The right-hand panel contains two tabs reserved for two sets of tools, Vizors and Finders. Vizors are tools to display the same graph highlighting additional information. Two vizors are currently planned. The GeoVizor will put graph nodes on top of a world map to show the hosting physical location. The FileTypeVizor will display file-type icons as graph nodes, making it very easy to identify most common file types and their distribution over the web. Finders perform graph exploration functions, such as finding loops or paths between nodes.

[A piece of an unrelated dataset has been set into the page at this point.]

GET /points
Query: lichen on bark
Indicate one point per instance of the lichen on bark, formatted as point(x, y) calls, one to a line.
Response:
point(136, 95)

Apart from Vizors and Finders, we are also working on other features, including smart graph loading and animated graph timeline. We are also going to improve UI styling.
Link Indexer
link-indexer is now integrated with link-serv via the API. We have been testing the process of inserting data extracted with link-indexer into link-serv to identify data and scalability problems to work on. link-indexer now accepts command-line options for specifying the target link-serv instance and controlling the insertion batch size to manage how often the API is invoked. More command-line options are being added to control various aspects of the tool, as well as the ability to load options from a configuration file. We are also working to enhance tolerance to data issues, such as very long URLs, and network issues, such as short service outages. Figure 5 shows a sample output from a link-indexer run:

Link Service
link-serv implements an API for link-indexer and link-viz to communicate with the graph data store. The API is compatible with the Gephi streaming API, giving users the option to connect to link-serv using the popular graph visualization tool, Gephi, as an alternative to the project’s frontend, link-viz. Figure 6 shows a Gephi client streaming graph data from a link-serv instance:

A data schema customized for temporal, versioned web archive data is used in the underlying Neo4j graph data store, and link-serv defines extra API operations not defined in the Gephi streaming API to support temporal navigation functionality in link-viz.
As more data is added to link-serv, the underlying graph data store has difficulty scaling up when reliant on a single instance. Our primary focus in link-serv at the moment, therefore, is to implement clustering. Work is in progress on a customized dispatcher service for the Neo4j graph data store as a substitute to clustering functionality in the commercially licensed Neo4j Enterprise Edition. As a side track, we are also looking into ArangoDB as possibly an alternative deployment option for link-serv’s graph data store.